Richard Gere plays Martin Vail, a prominent Chicago attorney who previously worked for the Cook County District Attorney. The film begins as Vail is interviewed by a journalist for the cover story of a newspaper supplement. He tells the reporter that every client, even a guilty one, deserves the best possible defense. When the reporter suggests that the important thing is getting to the truth, Martin responds, “Truth? How do you mean? My version, the one I create, the illusion of truth.”
Later, we see Vail drop by the Chicago Bar Association and Catholic Charities Ball. Really, what better tie-in could we have for Movie Churches Legal Month than that?
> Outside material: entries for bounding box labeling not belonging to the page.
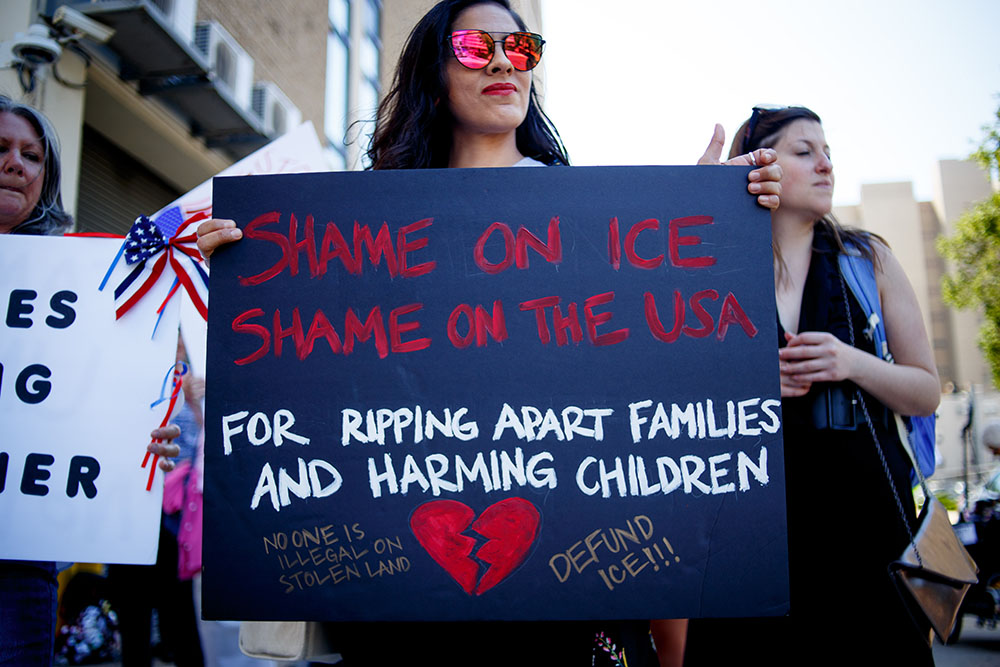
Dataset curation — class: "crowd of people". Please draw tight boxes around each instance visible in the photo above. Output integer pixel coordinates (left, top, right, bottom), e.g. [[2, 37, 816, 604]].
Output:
[[0, 0, 939, 666]]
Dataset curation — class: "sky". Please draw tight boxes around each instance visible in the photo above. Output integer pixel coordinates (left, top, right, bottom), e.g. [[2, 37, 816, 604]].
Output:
[[542, 0, 1000, 205]]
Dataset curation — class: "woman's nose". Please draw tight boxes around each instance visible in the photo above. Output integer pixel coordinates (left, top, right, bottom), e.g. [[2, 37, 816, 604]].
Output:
[[487, 42, 514, 74], [0, 150, 24, 175]]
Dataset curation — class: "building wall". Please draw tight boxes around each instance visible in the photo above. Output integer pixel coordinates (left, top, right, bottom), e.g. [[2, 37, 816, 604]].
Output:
[[192, 0, 327, 132], [834, 160, 992, 391]]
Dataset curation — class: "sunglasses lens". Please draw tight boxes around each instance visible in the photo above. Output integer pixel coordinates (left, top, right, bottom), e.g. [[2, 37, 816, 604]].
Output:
[[503, 32, 542, 72], [451, 30, 493, 69]]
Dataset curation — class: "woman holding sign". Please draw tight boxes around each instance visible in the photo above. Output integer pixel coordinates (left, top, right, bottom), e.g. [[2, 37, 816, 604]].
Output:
[[0, 95, 179, 666], [688, 107, 940, 665], [198, 0, 781, 665], [198, 0, 781, 259]]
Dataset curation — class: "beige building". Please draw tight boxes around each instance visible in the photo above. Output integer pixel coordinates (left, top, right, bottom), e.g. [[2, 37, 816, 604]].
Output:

Archbishop Rushman (Stanley Anderson) is speaking at the event, telling a lame joke, “I haven’t seen so many lawyers and politicians gathered together since confession this morning.”
The next day, Vail sees a TV story about Archbishop Rushman’s grisly murder and an altar boy’s arrest for the crime. Vail goes to the jail to defend the “boy,” Aaron (played by Edward Norton, who also appeared in The People Vs. Larry Flynt, a film made the same year as this one.) Aaron had been homeless, but was taken in by the Archbishop and allowed to serve in the church beyond the usual altar boy age limitations.
Vail decides to defend Aaron, believing in his innocence when no one else does. In his investigation, he discovers political corruption in the District Attorney’s office. He also finds that financial corruption is linked to the local Catholic diocese.
But the greatest corruption is found when Vail uncovers a video tape in the crime scene, the Archbishop’s apartment. It is a pornographic tape the Archbishop made of Aaron and another young man and a young woman. The Archbishop would practice his sermon before the young people, and then have them perform sex for the camera.
This is, of course, considered Aaron’s motive for killing the Archbishop, but Vail doesn’t believe it. He alone seems to have any idealism, in spite of his cynical bluster, but that idealism will be shattered.
I don’t want to give away more of the mystery of this dark legal drama. There are good things to its credit, especially the cast, full of familiar faces from TV and films: John Mahoney (Frasier), Terry O’Quinn (Lost), Andre Braugher (Brooklyn 99), Alfre Woodard (Luke Cage), Joe Spano (Hill Street Blues), Maura Tierney (NewsRadio), John Seda (Homicide), and more.
But this film’s view of the Catholic Church manages to be darker than the true stories found in the film Spotlight. Therefore, the church in Primal Fear, along with the Archbishop, receives our lowest rating of One Steeple.
(This was scheduled to be the final film of our November Legal Church Month, but it was a little too grim and discouraging to post on the day after Thanksgiving. Expect a much more festive film will take its place!)